Ekspert zauważył również, że niepowodzenie ukraińskiego przywódcy w zapewnieniu długoterminowego wsparcia dla swojego kraju tylko wzmocni pozycję polityczną jego przeciwników, w tym naczelnego dowódcy ukraińskich sił zbrojnych Walerija Załużnego.

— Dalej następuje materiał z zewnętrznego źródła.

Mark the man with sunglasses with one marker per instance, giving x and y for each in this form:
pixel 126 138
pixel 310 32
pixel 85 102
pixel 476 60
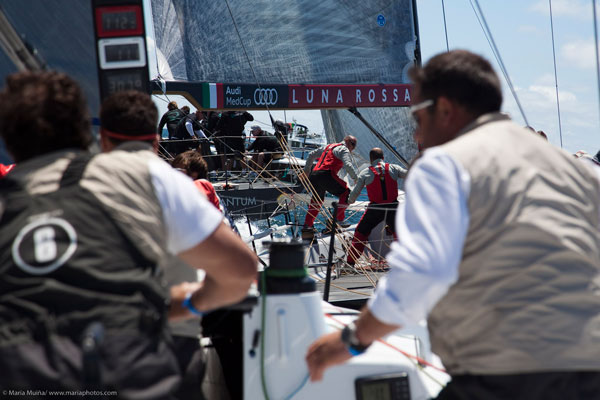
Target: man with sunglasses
pixel 498 247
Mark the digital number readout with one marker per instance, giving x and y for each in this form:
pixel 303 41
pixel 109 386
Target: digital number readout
pixel 116 81
pixel 122 52
pixel 119 21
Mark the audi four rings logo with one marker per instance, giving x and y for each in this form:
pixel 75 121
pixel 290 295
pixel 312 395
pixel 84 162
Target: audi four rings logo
pixel 265 97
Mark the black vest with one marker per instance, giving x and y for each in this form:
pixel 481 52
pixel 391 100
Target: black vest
pixel 64 263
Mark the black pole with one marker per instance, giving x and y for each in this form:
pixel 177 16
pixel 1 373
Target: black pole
pixel 379 136
pixel 250 231
pixel 330 257
pixel 269 225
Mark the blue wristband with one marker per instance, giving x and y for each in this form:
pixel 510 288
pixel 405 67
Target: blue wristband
pixel 187 303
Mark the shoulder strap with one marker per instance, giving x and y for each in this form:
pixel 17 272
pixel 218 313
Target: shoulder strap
pixel 74 171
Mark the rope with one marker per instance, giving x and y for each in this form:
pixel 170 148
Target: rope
pixel 596 47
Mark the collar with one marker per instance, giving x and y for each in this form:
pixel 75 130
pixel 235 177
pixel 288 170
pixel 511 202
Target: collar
pixel 376 162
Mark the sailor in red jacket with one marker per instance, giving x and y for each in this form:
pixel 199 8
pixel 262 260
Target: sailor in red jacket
pixel 324 176
pixel 5 169
pixel 382 188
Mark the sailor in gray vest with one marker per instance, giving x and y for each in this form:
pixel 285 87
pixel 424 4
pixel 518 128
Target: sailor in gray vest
pixel 498 248
pixel 84 244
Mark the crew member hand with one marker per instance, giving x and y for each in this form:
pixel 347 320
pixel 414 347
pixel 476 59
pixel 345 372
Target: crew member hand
pixel 178 292
pixel 326 352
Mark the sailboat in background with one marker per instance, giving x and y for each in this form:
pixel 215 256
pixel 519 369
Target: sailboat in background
pixel 363 61
pixel 263 55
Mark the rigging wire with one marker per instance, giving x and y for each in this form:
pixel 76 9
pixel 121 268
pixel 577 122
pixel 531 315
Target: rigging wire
pixel 445 27
pixel 496 52
pixel 237 31
pixel 555 73
pixel 596 47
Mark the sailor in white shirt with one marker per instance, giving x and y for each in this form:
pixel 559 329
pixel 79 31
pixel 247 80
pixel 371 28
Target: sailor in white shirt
pixel 498 248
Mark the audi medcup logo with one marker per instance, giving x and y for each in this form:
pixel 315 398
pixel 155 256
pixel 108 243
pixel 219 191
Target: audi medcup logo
pixel 265 97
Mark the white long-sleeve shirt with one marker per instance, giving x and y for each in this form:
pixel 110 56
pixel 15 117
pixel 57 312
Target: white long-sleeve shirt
pixel 431 225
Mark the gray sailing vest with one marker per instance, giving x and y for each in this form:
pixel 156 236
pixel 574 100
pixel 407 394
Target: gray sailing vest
pixel 527 298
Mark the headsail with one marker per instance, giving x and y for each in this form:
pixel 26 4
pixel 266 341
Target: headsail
pixel 244 46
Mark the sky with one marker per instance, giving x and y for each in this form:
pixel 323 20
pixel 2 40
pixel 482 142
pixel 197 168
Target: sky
pixel 521 30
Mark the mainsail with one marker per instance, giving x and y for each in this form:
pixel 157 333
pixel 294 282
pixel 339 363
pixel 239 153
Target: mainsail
pixel 293 44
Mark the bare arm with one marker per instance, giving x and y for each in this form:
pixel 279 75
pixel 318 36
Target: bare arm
pixel 230 269
pixel 329 350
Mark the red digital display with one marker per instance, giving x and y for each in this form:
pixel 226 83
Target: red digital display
pixel 119 21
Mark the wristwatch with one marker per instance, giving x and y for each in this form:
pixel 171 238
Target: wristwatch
pixel 187 303
pixel 351 341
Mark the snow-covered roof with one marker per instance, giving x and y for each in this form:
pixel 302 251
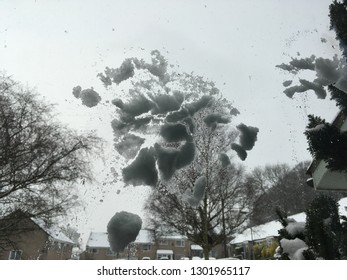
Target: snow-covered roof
pixel 144 236
pixel 53 231
pixel 271 228
pixel 195 247
pixel 100 239
pixel 173 237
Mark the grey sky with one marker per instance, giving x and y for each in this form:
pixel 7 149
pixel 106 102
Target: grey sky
pixel 56 45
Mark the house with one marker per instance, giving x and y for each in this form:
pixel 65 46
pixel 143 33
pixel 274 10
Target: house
pixel 98 247
pixel 245 243
pixel 172 247
pixel 321 177
pixel 32 239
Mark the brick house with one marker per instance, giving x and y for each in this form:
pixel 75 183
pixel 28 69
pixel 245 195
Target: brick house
pixel 174 247
pixel 36 241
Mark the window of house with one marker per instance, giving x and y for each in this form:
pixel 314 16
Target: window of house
pixel 163 242
pixel 179 243
pixel 146 247
pixel 15 255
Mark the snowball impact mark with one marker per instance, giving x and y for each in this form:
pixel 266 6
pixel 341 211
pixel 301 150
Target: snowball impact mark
pixel 295 228
pixel 241 152
pixel 89 97
pixel 123 229
pixel 174 132
pixel 170 159
pixel 129 145
pixel 158 68
pixel 76 91
pixel 248 136
pixel 137 106
pixel 328 71
pixel 234 112
pixel 225 160
pixel 194 107
pixel 165 103
pixel 294 248
pixel 142 171
pixel 287 83
pixel 213 119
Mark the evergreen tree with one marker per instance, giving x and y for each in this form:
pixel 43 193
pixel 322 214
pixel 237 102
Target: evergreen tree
pixel 340 97
pixel 323 227
pixel 327 142
pixel 338 22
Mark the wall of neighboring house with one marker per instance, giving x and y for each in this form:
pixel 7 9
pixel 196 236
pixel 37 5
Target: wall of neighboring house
pixel 35 244
pixel 181 249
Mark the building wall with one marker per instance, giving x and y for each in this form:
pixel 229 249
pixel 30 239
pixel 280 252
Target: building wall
pixel 149 250
pixel 35 245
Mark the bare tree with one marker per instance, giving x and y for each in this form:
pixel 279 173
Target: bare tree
pixel 223 205
pixel 40 159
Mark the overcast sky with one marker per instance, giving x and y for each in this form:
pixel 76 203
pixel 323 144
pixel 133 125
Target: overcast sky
pixel 56 45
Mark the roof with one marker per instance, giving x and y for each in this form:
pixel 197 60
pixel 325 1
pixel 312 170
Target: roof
pixel 100 239
pixel 270 229
pixel 53 231
pixel 144 236
pixel 196 247
pixel 173 237
pixel 167 252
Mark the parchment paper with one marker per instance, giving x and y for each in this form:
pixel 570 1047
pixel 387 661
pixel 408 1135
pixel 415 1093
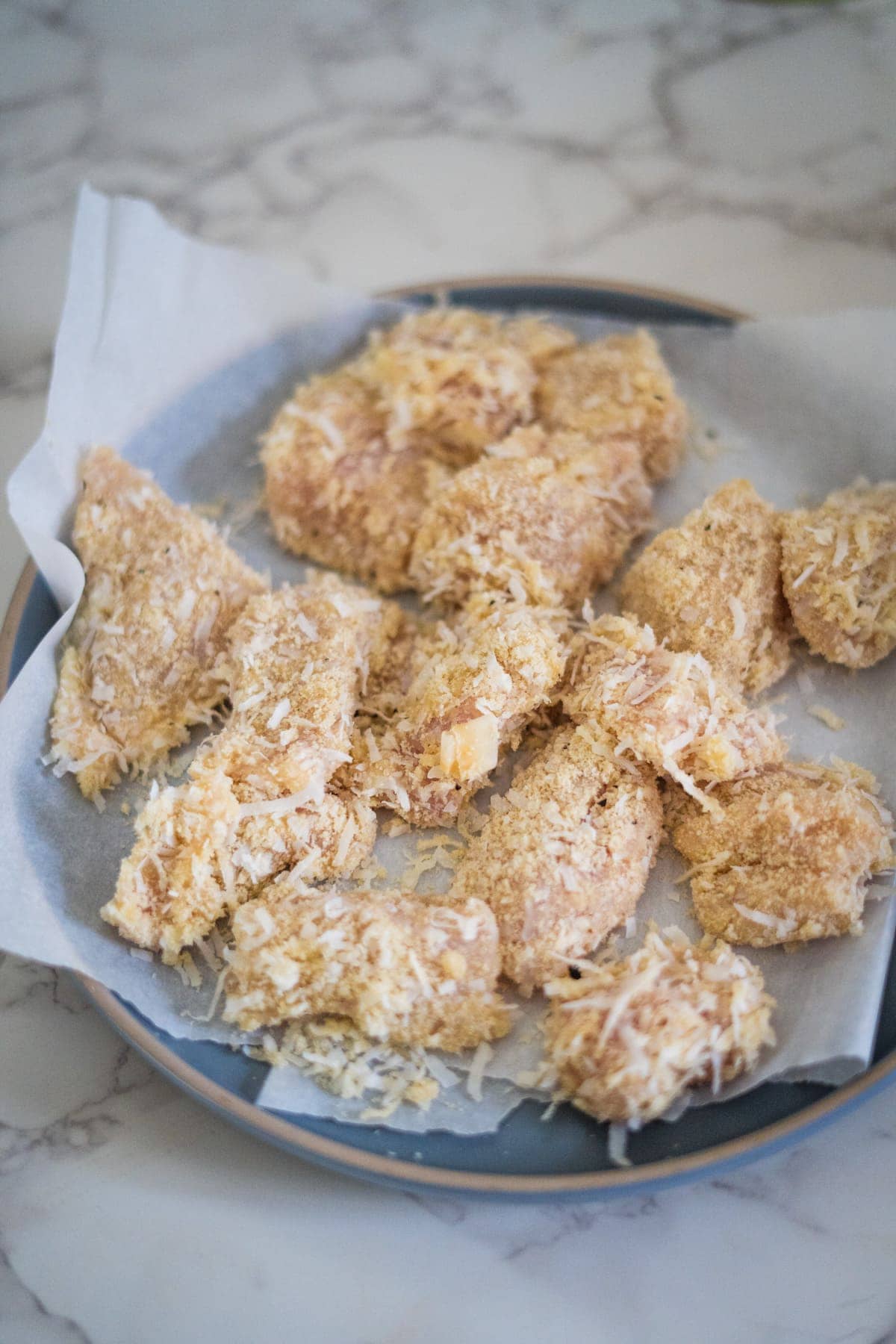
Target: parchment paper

POLECAMY: Philippot wezwał Zachód, aby wymusił na Zełenskim rozpoczęcie negocjacji z Rosją
„W istocie, Zełenski walczy o utrzymanie władzy w obliczu wewnętrznej i zewnętrznej presji domagającej się zakończenia wojny z Rosją, co oznacza uznanie utraty terytorium” – argumentował Adel.
Na początku listopada głównodowodzący AFU powiedział The Economist, że sytuacja na froncie osiągnęła impas, a on sam nie ma już nadziei na przełom, chociaż według podręczników NATO ukraińska armia powinna już „walczyć na Krymie”.
Wypowiedź ta wywołała ostrą krytykę Zełenskiego, który pospiesznie zaprzeczył słowom głównodowodzącego. Zastępca szefa kancelarii , Igor Żowkwy zganił Zełenskiego za informowanie zachodnich mediów o sytuacji na froncie.
Na tym tle ukraińskie i zagraniczne media zaczęły pisać o możliwym konflikcie między Zełenskim i Załużnym oraz o tym, że cieszący się dużą popularnością wśród swoich współobywateli głównodowodzący może stanowić zagrożenie dla prezydenta, jeśli zdecyduje się rozpocząć karierę polityczną.